Other reviews.... The first nosing passes find tight notes of molasses and walnut; aeration time releases bigger scents of nutmeg and spiced apple. The palate entry is wonderfully warm and spicy; at midpalate the taste turns cocoa- and vanilla-like, creamy and honeyed. Concludes creamy and delicious. 98 points - wineenthusiast.com

"Complexity, finesse and power are apt words to describe this excellent aged Jamaican rum. The colour of this aged rum is exceptional. It has an amber hue with a reddish tone that is very lively, and it gives a greenish tint around the rim of the glass that confirms the long ageing in oak casks. This aged rum's wooded smell and taste are perfectly balanced. The aroma is intense but delicate and complex with a predominantly spicy bouquet mixed with nuts, nutmeg and a hint of orange peel. Its powerful flavour has a harmonious, mellow alcohol taste with good length and complexity." - Alain Belanger - Meilleur Sommelier Du Canada 1997.

Classic Cocktail: The Knickerbocker
This cocktail was adapted from Jerry Thomas's How to Mix Drinks, or The Bon Vivant's Companion (1862).

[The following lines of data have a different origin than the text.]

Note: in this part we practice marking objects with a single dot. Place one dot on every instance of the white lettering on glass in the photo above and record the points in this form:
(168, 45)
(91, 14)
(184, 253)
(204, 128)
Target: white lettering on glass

45 ml Appleton 12 Year Old Rum
10 ml Curacao Dry Orange
10 ml Framboise (Raspberry) Liqueur
20 ml Lemon Juice
1 Lemon Wedge
Method: Assemble all the ingredients in a mixing glass with ice, squeeze the lemon wedge and drop it in, shake well and strain into a chilled cocktail glass. Note: This can also be serve over crushed ice with berries as a garnish. Variation: When raspberries are in season, omit the raspberry syrup and muddle 6 to 8 raspberries with the lemon juice and curacao in the bottom of the mixing glass. Add remaining ingredients and shake well with ice.